Operationalizing the shelter
Six months after opening, the complex care shelter is operating at full capacity. It has a mix of single and double occupancy rooms, an on-site team of 40 people including some 24-hour staff, and a specialized case management team connecting guests to supportive services. It also recently hosted a Thanksgiving dinner and the occasional bingo night.
Every two weeks, stakeholders come together for a meeting to coordinate the care and housing plans for guests of the shelter who need assisted living. Others are supported in their efforts to stabilize or manage their health complexities and then connected to specialized case managers to find housing units. Since it opened, nine people have been connected to housing.
“We’re addressing the complexity behind experiencing homelessness,” Orm said. “There are so many barriers to accessing housing, and one of them is being medically fragile.”
Rittenberg has also seen a positive effect across the homelessness system. He recognized that many of the guests of the complex care shelter had been those that were often experiencing prolonged stays at the other shelters.
“This allows congregate shelters to better serve those they are set up to serve,” he said. “Those providers had historically struggled, running into challenges trying to meet someone’s needs that were different from what they were set up to provide.”

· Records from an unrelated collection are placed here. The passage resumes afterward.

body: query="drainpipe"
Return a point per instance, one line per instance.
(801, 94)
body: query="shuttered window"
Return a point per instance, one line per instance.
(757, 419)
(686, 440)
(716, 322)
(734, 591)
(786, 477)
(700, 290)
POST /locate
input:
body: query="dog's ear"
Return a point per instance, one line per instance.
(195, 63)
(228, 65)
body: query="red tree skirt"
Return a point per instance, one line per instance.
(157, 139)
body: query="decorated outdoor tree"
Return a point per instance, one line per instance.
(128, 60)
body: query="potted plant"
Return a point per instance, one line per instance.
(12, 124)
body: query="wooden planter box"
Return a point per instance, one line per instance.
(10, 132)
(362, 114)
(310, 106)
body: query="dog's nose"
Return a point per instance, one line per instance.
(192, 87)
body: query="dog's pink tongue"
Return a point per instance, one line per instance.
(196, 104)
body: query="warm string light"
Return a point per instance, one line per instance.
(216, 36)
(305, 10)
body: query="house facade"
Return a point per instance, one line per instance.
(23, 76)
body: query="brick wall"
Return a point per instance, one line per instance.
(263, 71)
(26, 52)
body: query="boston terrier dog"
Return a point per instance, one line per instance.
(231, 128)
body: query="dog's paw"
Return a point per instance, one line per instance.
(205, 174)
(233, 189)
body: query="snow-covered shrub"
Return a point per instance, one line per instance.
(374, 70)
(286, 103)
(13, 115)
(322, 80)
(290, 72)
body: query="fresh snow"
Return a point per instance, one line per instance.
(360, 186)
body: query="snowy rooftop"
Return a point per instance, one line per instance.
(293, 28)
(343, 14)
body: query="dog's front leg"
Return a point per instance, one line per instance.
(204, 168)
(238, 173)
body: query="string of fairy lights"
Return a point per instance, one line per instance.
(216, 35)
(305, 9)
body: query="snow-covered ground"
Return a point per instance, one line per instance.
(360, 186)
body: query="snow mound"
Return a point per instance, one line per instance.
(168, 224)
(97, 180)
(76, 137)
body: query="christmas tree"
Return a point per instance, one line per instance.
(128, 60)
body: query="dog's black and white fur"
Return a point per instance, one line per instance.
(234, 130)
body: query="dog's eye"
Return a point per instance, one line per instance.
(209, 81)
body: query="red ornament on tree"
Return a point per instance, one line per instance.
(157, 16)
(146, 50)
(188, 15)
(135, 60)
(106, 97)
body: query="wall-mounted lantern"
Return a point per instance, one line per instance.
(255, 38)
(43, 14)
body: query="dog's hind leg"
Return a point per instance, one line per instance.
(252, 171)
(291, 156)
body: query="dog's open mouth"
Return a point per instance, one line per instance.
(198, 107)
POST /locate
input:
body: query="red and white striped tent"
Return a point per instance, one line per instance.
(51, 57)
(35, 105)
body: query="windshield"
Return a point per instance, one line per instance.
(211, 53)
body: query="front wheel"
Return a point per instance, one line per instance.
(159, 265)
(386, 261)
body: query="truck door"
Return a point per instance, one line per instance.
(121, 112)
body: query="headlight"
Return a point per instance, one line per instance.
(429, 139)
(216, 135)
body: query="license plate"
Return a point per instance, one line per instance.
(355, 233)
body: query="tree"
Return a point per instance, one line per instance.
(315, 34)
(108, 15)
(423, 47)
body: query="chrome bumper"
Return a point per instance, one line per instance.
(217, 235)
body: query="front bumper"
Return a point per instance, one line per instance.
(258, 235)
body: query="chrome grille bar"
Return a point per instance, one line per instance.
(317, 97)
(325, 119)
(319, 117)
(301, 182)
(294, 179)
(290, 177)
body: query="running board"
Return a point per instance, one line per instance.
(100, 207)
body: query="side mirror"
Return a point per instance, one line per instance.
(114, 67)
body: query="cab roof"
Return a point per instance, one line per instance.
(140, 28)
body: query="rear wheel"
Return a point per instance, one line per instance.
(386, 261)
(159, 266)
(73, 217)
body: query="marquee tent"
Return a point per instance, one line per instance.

Both Rittenberg and Orm noted that a critical component of the shelter’s success has been the broader community’s positive reception of the shelter. Before the complex care shelter opened, they held an open house inviting neighbors and began engaging with the local community council. Today, the staff regularly walk through the community to check in on their own guests and neighbors.
“We recognize there can be a lot of stigmas around people experiencing homelessness and shelter services,” Rittenberg said. “We put a lot of effort into staying engaged with those community members. If people have an issue, there is a person they can call that will pick up and get back to them. That relationship needs to be strong between the program and the community it’s in.”
Learning and moving forward
Orm reflected on the journey, from beginning conversations in November, to pulling together the program in January, to opening in June.
“We need more health care in our response to homelessness and also health care as partners investing in solving homelessness.”dakota orm
“I’m just so proud of the whole thing,” Orm said. “It’s been over a decade since Anchorage had any new service come on in the homeless response system, and we were able to do it quickly. Through the last year and a half of doing the pilot, we’ve recognized as a community the need for this to be a more permanent push. We need more health care in our response to homelessness and also health care as partners investing in solving homelessness.”
As the complex care shelter continues to operate, Rittenberg said that it is generating important knowledge on the needs of a population within the community. They are learning about the types of housing and support that is needed, and the unique challenges the community must come together to address to both prevent and end homelessness.
“Systemic issues we have in society have created homelessness,” he said. “Homelessness is a symptom of something else. Whether that is lack of access to medical care, a living wage, insurance, or appropriate housing.”
But in that same light, the shelter is also highlighting what is possible when systems solutions are designed and supported by an entire community.
“The pandemic was terrible for many, many reasons,” Rittenberg said. “But it also created some opportunity and changed the dynamic we had in Anchorage. It gave us an opportunity to put the homeless response system together in a more intentional way. That’s what we’re still doing. We learned a lot, and we’re still learning a lot.”